Du Parquet appointed Goursolas Lieutenant General of the island on 22 November 1653.

==Acting governor (1658)==

Du Parquet died in Saint-Pierre on 3 January 1658 aged 52.
After his death his wife Marie Bonnard du Parquet took charge of the island as regent in the name of her oldest son, Dyel d'Esnambuc.
François de Loubière, who had married du Parquet's cousin, was appointed guardian of his children.
A struggle began between two factions on the island, the Parisians led by Maubray and the Normans led by Plainville.
Plainville was named procureur-syndic on 22 July 1658.
While Maubray was absent in Antigua, Plainville arrested and imprisoned Mme du Parquet.
Goursolas presided over an assembly on 6 August 1658 in which various supporters of the Parisians were removed from office.
Goursolas and Plainville signed the minutes of this meeting.
After Mme du Parquet agreed to renounce the government, she was freed and restored to her property.
Goursolas was in effect governor.

In September 1658 Goursolas formed a force of 600 militiamen to eliminate the last Island Caribs from the northern Capesterre region of the island.
200 were carried by sea in five ships under François de Loubière, 200 advanced by land around Mount Pelée and 200 by Morne des Gommiers.
The Caribs were soon defeated by the overwhelming French forces and fled towards Dominica and Saint Vincent.
Their villages were burned, and de Loubière built a small fort on the north coast of Martinique to block their return.
Many of the soldiers received land in return for their services and went on to found sugarcane plantation dynasties.
The campaign was a decisive event in establishing full French control over the island.

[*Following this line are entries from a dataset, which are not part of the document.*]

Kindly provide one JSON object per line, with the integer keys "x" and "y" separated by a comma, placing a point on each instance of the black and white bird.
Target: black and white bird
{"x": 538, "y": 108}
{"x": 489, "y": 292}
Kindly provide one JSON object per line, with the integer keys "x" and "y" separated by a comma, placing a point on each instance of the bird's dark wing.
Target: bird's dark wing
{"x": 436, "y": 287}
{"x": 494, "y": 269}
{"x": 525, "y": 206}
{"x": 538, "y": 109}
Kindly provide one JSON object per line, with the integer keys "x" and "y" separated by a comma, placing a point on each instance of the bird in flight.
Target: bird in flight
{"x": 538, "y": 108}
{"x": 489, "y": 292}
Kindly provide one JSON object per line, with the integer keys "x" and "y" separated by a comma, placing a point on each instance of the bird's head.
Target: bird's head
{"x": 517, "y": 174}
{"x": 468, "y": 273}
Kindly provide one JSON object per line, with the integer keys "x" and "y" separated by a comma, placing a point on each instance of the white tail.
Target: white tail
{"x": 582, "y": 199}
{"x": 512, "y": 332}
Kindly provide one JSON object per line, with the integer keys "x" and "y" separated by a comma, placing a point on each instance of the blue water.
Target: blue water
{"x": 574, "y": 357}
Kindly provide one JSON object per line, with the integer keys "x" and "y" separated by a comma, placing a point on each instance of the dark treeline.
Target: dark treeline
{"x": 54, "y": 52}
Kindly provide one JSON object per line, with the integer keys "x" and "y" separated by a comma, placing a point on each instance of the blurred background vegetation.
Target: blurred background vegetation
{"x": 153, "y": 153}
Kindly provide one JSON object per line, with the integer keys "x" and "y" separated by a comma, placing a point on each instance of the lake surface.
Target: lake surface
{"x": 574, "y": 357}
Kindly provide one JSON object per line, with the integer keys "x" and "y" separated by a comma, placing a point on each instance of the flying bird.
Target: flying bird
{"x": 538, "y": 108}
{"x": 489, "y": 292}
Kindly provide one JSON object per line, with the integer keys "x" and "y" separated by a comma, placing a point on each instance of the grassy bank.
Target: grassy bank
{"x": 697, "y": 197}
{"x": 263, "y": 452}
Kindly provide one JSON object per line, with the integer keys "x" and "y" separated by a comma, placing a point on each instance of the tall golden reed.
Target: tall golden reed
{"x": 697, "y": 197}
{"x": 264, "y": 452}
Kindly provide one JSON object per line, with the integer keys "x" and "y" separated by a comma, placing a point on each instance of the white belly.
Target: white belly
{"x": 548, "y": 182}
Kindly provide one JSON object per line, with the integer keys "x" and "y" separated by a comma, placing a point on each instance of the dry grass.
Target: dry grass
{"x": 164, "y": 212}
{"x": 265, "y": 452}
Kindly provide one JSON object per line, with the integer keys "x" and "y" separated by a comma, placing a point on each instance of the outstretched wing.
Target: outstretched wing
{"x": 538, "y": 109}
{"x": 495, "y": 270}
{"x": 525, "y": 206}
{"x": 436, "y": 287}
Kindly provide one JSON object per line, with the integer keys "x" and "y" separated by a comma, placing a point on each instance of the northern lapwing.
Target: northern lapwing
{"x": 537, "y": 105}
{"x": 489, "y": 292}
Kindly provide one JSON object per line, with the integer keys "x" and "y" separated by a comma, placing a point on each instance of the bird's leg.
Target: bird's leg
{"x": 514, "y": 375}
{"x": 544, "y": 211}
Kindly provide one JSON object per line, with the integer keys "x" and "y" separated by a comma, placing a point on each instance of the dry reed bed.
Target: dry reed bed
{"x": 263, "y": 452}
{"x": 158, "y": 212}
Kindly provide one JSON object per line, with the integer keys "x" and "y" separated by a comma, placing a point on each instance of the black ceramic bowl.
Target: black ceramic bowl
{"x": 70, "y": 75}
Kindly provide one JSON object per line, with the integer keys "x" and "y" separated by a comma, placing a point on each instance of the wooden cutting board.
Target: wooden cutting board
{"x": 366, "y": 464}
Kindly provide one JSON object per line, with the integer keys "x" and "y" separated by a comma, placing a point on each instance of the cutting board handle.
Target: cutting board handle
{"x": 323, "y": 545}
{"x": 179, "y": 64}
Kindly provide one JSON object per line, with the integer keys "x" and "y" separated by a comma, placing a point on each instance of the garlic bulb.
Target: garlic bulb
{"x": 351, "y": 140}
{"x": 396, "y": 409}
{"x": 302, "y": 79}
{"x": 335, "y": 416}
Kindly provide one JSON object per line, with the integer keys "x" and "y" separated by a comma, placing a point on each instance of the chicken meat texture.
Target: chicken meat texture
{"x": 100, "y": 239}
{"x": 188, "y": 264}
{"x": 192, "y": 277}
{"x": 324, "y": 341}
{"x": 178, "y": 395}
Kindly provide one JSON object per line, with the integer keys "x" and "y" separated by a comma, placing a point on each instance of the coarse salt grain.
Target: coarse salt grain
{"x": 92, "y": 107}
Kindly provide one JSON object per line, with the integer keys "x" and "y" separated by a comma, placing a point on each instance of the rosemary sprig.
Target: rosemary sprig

==Later career (1658–64)==

On 15 September 1658 the King appointed du Parquet's son Governor and Lieutenant General of Martinique and Saint Lucia, with his uncle Adrien Dyel, sieur de Vaudroques to act in his place until he reached the age of 20.
Goursolas was named Major and Lieutenant General of Martinique on 22 November 1658.
Adrien Dyel died on 24 October 1662, and Goursolas served as interim governor until 1663, when he was replaced by Jean Dyel de Clermont.
Médéric Rolle de Goursolas died in 1664.
A census of families on Martinique in 1664 listed Madmoiselle Jeanne Herault (38), widow of the deceased Médéry Rolle, Escuyer, Sieur de Gourselas (Médéric Rools de Gourselas), and her children Émond Rolle (7), Adrien Rolle (6), Louis Rolle (5) and Madeleine Rolle (11 months).
His wife died in Fort Royal on 15 April 1697.